In 2017, when high school student Brandi Levy was disciplined by her school for a Snapchat photo that criticized her cheerleading team and featured vulgar language, the Levy family took legal action in the name of freedom of expression.
That single, frustrated post ultimately paved the way to the Supreme Court, earning an 8-1 ruling in Levy’s favor and cementing a new legal precedent for free speech in the digital age.
It all started when the Mahanoy Area freshman created a Snapchat post expressing her frustration with not making her school’s varsity cheerleading team.
“F— school, f— softball, f— cheer, f— everything,” the post read, alongside a photo of Levy and a teammate holding up their middle fingers.
Drama spreads like wildfire in a high school setting, so it’s unsurprising that Levy’s coaches got wind of the post and suspended her from cheerleading for a year. In response, Levy’s parents sued the school, claiming that the decision violated her free speech, one of America’s most integral, sacred principles.
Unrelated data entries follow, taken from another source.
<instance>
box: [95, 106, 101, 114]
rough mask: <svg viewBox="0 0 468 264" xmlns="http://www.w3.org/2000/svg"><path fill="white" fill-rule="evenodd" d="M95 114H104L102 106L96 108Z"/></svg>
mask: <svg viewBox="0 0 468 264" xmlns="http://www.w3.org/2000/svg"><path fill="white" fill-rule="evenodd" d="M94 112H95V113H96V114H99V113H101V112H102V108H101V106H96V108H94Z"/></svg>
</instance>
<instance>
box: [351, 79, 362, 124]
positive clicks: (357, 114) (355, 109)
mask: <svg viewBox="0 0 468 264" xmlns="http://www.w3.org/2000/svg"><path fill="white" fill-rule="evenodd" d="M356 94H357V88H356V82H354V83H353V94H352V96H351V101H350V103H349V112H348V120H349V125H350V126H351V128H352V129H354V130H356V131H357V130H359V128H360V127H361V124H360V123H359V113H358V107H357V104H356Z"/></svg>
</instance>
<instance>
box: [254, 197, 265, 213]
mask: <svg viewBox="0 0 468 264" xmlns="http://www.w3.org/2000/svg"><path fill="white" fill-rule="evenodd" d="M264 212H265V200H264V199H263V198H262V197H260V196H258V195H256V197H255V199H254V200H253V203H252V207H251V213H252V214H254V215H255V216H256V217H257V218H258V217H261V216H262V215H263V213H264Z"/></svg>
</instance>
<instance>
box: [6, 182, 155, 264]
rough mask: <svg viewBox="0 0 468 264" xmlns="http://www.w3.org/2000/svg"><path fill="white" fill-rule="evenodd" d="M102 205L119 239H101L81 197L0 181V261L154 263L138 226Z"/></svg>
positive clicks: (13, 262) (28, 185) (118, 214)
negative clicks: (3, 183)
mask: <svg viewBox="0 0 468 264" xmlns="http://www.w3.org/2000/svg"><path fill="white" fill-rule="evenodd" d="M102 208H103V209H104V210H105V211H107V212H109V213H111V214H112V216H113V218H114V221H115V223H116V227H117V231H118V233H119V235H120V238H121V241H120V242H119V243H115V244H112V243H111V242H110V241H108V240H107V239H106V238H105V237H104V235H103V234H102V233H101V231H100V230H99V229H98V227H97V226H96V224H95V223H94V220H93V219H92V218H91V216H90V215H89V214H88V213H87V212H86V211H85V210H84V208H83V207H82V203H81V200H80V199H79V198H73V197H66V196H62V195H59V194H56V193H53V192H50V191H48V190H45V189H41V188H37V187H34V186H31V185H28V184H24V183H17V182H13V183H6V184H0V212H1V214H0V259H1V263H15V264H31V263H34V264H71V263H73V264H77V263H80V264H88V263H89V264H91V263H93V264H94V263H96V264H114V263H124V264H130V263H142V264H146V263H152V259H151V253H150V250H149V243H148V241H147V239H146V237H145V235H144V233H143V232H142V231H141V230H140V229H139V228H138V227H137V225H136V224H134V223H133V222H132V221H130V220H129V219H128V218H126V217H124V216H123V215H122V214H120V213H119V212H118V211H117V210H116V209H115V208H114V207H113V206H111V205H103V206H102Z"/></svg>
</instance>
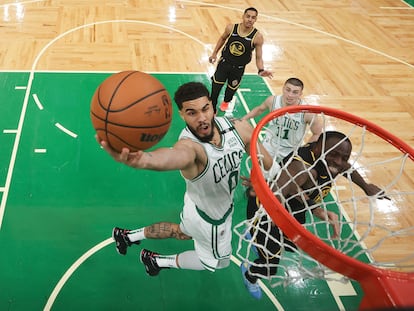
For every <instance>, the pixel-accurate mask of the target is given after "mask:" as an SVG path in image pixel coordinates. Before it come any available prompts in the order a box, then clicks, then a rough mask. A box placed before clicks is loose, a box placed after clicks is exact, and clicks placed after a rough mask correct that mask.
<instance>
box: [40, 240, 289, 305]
mask: <svg viewBox="0 0 414 311" xmlns="http://www.w3.org/2000/svg"><path fill="white" fill-rule="evenodd" d="M113 242H114V239H113V238H112V237H110V238H108V239H106V240H104V241H102V242H101V243H99V244H97V245H95V246H94V247H92V248H91V249H90V250H88V251H87V252H86V253H85V254H83V255H82V256H81V257H79V259H78V260H76V261H75V262H74V263H73V264H72V266H70V268H69V269H68V270H66V272H65V274H64V275H63V276H62V277H61V278H60V280H59V282H58V283H57V284H56V286H55V288H54V289H53V291H52V293H51V294H50V296H49V298H48V300H47V302H46V305H45V307H44V309H43V311H49V310H50V309H51V308H52V306H53V303H54V302H55V300H56V297H57V296H58V295H59V293H60V291H61V289H62V288H63V286H64V285H65V284H66V282H67V281H68V280H69V278H70V277H71V276H72V274H73V273H74V272H75V271H76V270H77V269H78V267H79V266H80V265H81V264H83V263H84V262H85V261H86V260H87V259H88V258H89V257H91V256H92V255H94V254H95V253H96V252H98V251H99V250H101V249H102V248H104V247H106V246H108V245H109V244H111V243H113ZM231 261H232V262H233V263H234V264H235V265H236V266H237V267H240V264H241V262H240V260H238V259H237V258H236V257H234V256H233V255H231ZM258 283H259V285H260V287H261V288H262V290H263V291H264V292H265V294H266V295H267V296H268V297H269V299H270V300H271V301H272V303H273V304H274V305H275V307H276V308H277V310H278V311H283V310H284V309H283V307H282V305H281V304H280V303H279V301H278V300H277V298H276V297H275V296H274V295H273V293H272V291H270V290H269V289H268V288H267V287H266V285H264V284H263V282H262V281H260V280H258Z"/></svg>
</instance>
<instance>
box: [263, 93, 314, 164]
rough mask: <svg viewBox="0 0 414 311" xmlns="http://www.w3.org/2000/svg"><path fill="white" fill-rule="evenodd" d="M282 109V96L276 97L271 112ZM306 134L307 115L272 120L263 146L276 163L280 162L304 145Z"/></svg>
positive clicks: (273, 99)
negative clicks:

For decades, the court has recognized that a school can regulate on campus student speech when it is disruptive to school proceedings, vulgar or impedes upon other people’s rights.
But this wasn’t one of those instances — yes, Levy’s speech referenced a school-based team, but her speech had ultimately occurred off school grounds, on her own time. For this reason, the case carried weight, defining the boundaries of students’ individual rights online. So, the U.S. Supreme Court decided to hear arguments for Mahanoy Area School District v. B.L. in 2021.
Eight of the Supreme Court’s nine justices sided with Levy, concluding that her first amendment rights had been infringed. The decision upheld existing precedent, noting that out-of-school student speech falls more so in the domain of parental discretion. The court also concluded that Levy’s speech did not pose an immediate harm or danger.
Mahanoy Area School District v. B.L. reaffirmed that young people are their own thinkers, their own speakers, out in the real world, and maintain the right to express those sides of themselves as they see fit.
Levy’s case was even featured in a 2025 documentary chronicling students’ speech freedoms since the landmark Tinker v. Des Moines case in 1969.
“Now that I’m older and I look back at it, I don’t regret doing it because now I’m here fighting for my rights,” Levi told the Republican Herald at the time. “I feel everyone should be able to do what I did, so I don’t regret it one bit.”
In a region historically defined by coal and rail, this five-year-old ruling represents a decidedly modern milestone. It pushed a local teenager to the forefront of a national conversation, permanently drawing the boundary lines for student expression on the internet.